Thursday, February 16, 2012

Health

USN Current Issue

A New Front in the Fight Against Rosacea

By Sara Dabney Tisdale
Posted 8/7/07

About 14 million Americans are afflicted with rosacea, a chronic inflammatory condition sometimes referred to as "adult acne." Most frequently affecting people ages 30 to 60, rosacea can cause pimples, visibly enlarged blood vessels in the face, chronic eye irritation, tough and thickened skin, and, in severe cases, rhinophyma—a swollen, bulbous nose that was famously manifest in actor W. C. Fields. Though treatments, including oral and topical antibiotics and laser therapies, can ameliorate symptoms, there is no cure. But a study published Sunday in the online edition of Nature Medicine points the way to potentially better therapy. We spoke with its author, dermatologist Richard Gallo of the University of California-San Diego.

Why do some people develop rosacea?

Many different things can contribute to rosacea. One is your genetic makeup. We believe that if you don't have the genetic predisposition for rosacea, you will not get it. Another factor is environment—things that cause your face to flush, like spicy food, or heat, or alcohol, or things that live on your skin, like bacteria and small mites. These can trigger [symptoms of] rosacea.

What idea led to your new finding?

My laboratory has an interest in what's known as innate immunity. When you're born, you have an innate immune system that has the ability to recognize different types of danger and, among other things, produce antimicrobial peptides as a defense. We had been studying [antimicrobial peptides] in human skin and noticed that in some cases they caused problems in cells that looked like elements of rosacea. We hypothesized that patients with rosacea might have abnormal antimicrobial peptides.

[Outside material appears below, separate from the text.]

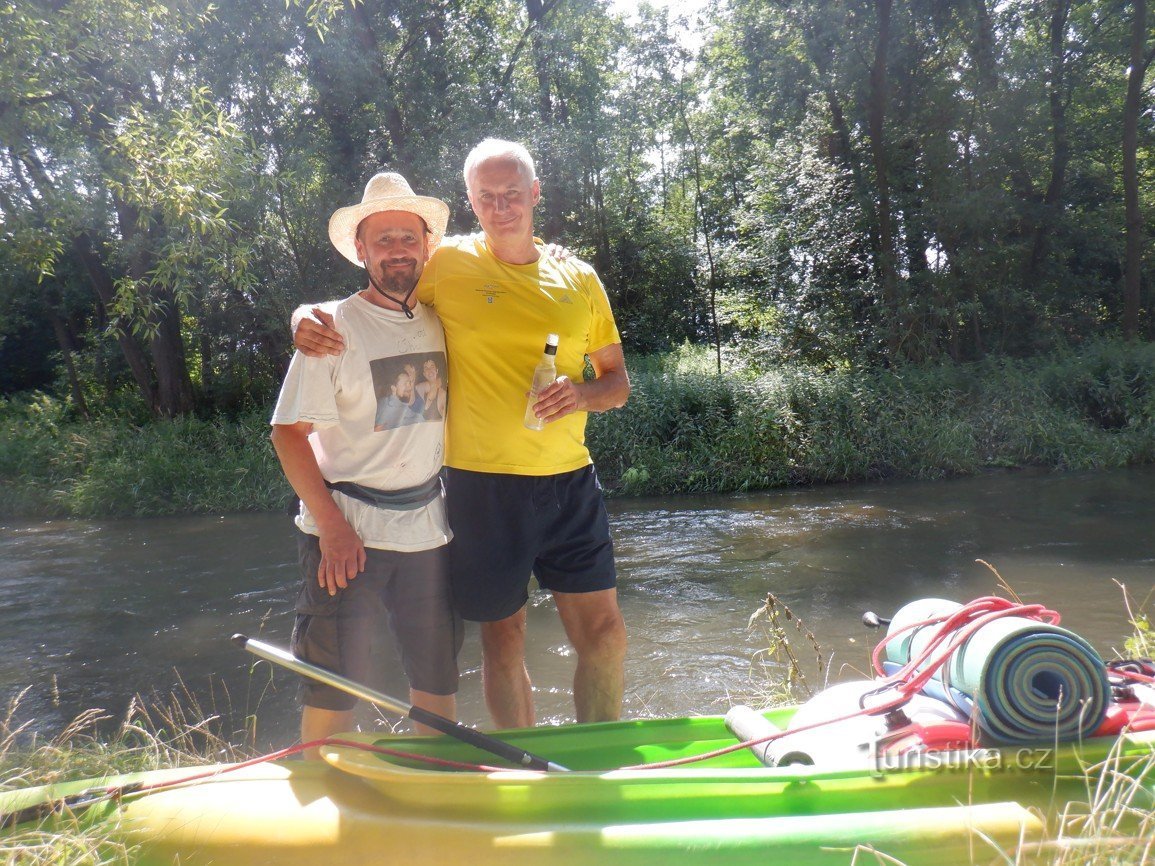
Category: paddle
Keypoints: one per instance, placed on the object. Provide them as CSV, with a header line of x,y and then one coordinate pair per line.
x,y
438,723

What have we learned about these peptides?

These molecules are made by every living organism. In humans, they are natural antibiotics. Many of them not only kill bacteria but also act as antifungal and antiviral molecules. They inhibit many different types of bacteria and help control the normal growth of bacteria on your skin and in many parts of your body.

But if antimicrobial peptides usually fight disease, how can they cause problems?

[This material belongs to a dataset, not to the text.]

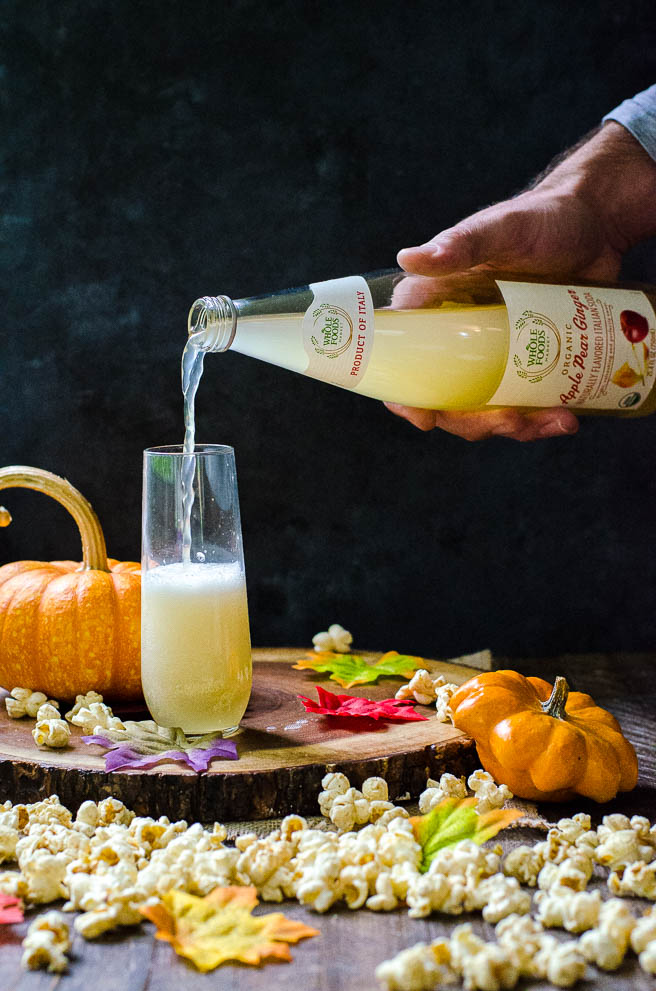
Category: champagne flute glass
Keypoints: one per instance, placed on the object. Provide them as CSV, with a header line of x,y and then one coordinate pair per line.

In rosacea, they are made abnormally. One hundred percent of the rosacea patients we looked at made more antimicrobial peptides than normal. And the peptides were processed into an abnormal form that we found only in rosacea patients' skin, not in normal skin. This abnormal form triggers the body's inflammatory immune system, which normally [activates] when you have a cut or an injury. But the problem with rosacea patients is that this inflammatory response never stops. It can go on to cause pimples and enlarged blood vessels and, over time, may eventually lead to some of the later symptoms of rosacea, like rhinophyma.

How might your discovery improve the treatment of rosacea?

One of the most common ways to treat rosacea has been with antibiotics. But the findings we have now will allow us to go after the disease's triggering mechanism—the peptide—rather than trying to kill bacteria, which can be part of the disease but are not the sole cause. In the future, a patient with the first signs of the disease might receive a drug that he or she could apply to the skin daily, inhibiting the production of abnormal antimicrobial peptides. Prime candidates include drugs that inhibit the enzyme that makes this bad form of peptide. There are multiple [such] drugs, which we can now test for efficacy in treatment of the disease.